# TCR C Zero



## ssteed (Sep 19, 2006)

Has anyone ridden the TCT C Zero yet ? Wondering how you might expect it to compare with the TCR Advanced 1 in terms of comfort , stiffness, and weight? Are the Ksyrium SL wheels better than the Ksyrium Elite?


----------



## botto (Jul 22, 2005)

ssteed said:


> Has anyone ridden the TCT C Zero yet ? Wondering how you might expect it to compare with the TCR Advanced 1 in terms of comfort , stiffness, and weight? Are the Ksyrium SL wheels better than the Ksyrium Elite?


yes. ...


----------



## LCFrecrider (Jan 4, 2006)

botto said:


> yes. ...


I second that...


----------



## ssteed (Sep 19, 2006)

Thanks for your replys about wheels ( SL vs Elite ).
Anyone know about the Composite vs Advanced in terms of comfort & stiffness.
Basically want to find out if you think Advanced might be too stiff for a long ride,
ie :- does the stiffness reduce comfort too much as the hours roll by?


----------



## botto (Jul 22, 2005)

as much as i love my tcr comp, the only thing that should keep you from buying an advanced is your budget.


----------



## avyoung (Dec 10, 2006)

A team mate had the 2006 TCR C0 and went to an advance frame due to crash replacement. He preferred the comfort of the Carbon Zero verse the advanced, but did noticed an increase in stiffness in the advanced frame. He is about 6ft tall 160lbs.

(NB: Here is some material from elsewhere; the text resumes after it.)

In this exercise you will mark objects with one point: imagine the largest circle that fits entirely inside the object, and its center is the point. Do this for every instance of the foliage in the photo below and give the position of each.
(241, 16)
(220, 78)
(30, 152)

I have the 2007 Carbon Zero and went with it on his recommendation that at 5'7"; 140lbs I would probably prefer the ride of the carbon zero. I also liked the idea of getting a better wheel set with the carbon zero. This is my first carbon road bike, so I can't compare. But I do find it very comfortable over the rough stuff. Did a club race last weekend and I could not believe the comfort difference powering out of a corner in rough road conditions. The Carbon zero felt smooth and let me concentrate on pedalling. I notice some fork flex under hard braking, but I feel confident while riding. 

No regrets for me going for the Carbon Zero over the advanced.


----------